One of four teams to receive the award, Becky Sue Parton and Robert J. Hancock, both assistant professors in the Department of Educational Leadership and Technology, were honored for the development of interactive storybooks for deaf kindergarteners. The award also earned the research pair $20,000, with pledged matching support, to facilitate their research project.
“Dr. Hancock has authored a new storybook for the project which contains all original artwork and introduces children to colors and a new family of characters,” said Parton.
Parton and Hancock are working with Mike Burton, founder of Burton Vision, to distribute the books.
The Tech in the Works 2010 competition promotes collaborative research in developing innovative and emerging assistive technologies. It also promotes excellence in research to improve educational outcomes for all students, with a focus on students with special needs.
The competition requires “quick turnaround” collaborative research to inform the development of innovative and emerging technologies. The grant encourages developers and researchers to work together to study the effectiveness and feasibility of a particular technology intervention.
The competition winners join 16 other developer-research teams that have received support through the competition in previous years.
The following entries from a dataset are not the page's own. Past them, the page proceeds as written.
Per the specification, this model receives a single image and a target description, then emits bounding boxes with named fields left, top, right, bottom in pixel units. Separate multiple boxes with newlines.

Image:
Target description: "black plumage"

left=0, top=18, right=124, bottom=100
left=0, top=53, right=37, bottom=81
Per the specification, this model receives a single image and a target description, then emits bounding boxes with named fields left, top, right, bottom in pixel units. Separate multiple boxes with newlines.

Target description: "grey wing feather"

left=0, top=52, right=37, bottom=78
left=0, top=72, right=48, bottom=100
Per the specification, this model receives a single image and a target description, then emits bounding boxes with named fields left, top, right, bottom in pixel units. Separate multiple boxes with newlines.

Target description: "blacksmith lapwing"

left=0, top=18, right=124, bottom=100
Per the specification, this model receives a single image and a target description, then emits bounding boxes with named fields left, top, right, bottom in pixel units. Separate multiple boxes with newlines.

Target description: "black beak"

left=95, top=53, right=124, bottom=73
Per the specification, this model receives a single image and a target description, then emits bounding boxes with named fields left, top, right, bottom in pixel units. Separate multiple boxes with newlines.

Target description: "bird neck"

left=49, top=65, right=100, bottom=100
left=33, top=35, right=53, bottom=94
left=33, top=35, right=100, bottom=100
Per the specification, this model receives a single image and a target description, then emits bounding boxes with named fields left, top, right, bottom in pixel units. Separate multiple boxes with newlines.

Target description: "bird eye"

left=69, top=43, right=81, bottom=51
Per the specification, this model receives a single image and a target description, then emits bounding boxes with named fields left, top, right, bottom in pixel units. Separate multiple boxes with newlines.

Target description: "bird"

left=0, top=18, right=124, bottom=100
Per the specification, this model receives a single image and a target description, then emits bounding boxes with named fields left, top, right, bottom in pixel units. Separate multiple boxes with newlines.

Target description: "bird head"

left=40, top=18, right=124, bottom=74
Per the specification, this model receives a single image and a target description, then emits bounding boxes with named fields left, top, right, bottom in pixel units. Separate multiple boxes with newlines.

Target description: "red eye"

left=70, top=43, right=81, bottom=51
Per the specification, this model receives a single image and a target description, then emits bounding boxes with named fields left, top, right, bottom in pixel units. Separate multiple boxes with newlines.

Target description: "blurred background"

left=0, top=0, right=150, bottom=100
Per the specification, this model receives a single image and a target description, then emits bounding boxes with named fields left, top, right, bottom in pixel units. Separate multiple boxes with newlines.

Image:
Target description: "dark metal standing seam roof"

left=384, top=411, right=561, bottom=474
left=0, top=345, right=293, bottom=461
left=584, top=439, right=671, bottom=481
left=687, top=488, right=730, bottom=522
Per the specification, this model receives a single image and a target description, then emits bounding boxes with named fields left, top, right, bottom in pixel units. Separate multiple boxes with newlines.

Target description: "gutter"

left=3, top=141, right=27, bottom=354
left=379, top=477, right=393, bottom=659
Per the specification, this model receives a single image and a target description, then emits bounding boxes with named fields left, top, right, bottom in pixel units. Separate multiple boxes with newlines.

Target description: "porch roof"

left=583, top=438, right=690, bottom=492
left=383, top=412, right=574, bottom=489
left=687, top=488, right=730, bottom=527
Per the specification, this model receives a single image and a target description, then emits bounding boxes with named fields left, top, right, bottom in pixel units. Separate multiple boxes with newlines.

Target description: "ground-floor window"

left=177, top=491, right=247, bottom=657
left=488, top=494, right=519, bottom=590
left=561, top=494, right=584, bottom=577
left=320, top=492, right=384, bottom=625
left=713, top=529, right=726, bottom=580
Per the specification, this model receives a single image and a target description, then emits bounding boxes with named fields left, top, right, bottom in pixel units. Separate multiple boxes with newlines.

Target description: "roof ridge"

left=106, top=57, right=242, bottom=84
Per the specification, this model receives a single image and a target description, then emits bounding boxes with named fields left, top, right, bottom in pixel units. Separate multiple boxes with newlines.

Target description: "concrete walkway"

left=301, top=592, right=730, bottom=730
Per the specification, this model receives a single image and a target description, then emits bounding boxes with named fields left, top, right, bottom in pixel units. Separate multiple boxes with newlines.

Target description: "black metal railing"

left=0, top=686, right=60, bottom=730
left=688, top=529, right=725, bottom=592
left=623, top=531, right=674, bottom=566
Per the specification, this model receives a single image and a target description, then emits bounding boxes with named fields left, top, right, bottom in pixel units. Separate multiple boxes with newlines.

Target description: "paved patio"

Teams will be highlighted in upcoming NCTI case studies. They will also share preliminary findings at the 2010 Technology Innovators Conference in Washington, DC in November.
Parton and Hancock were also previously recognized for the development of a technology-based system to improve instruction in sign language for young deaf children. Their system, called LAMBERT (Language Acquisition Manipulatives Blending Early-childhood Research and Technology) links radio frequency identification (RFID) tags to common objects to help deaf children learn American Sign Language more efficiently.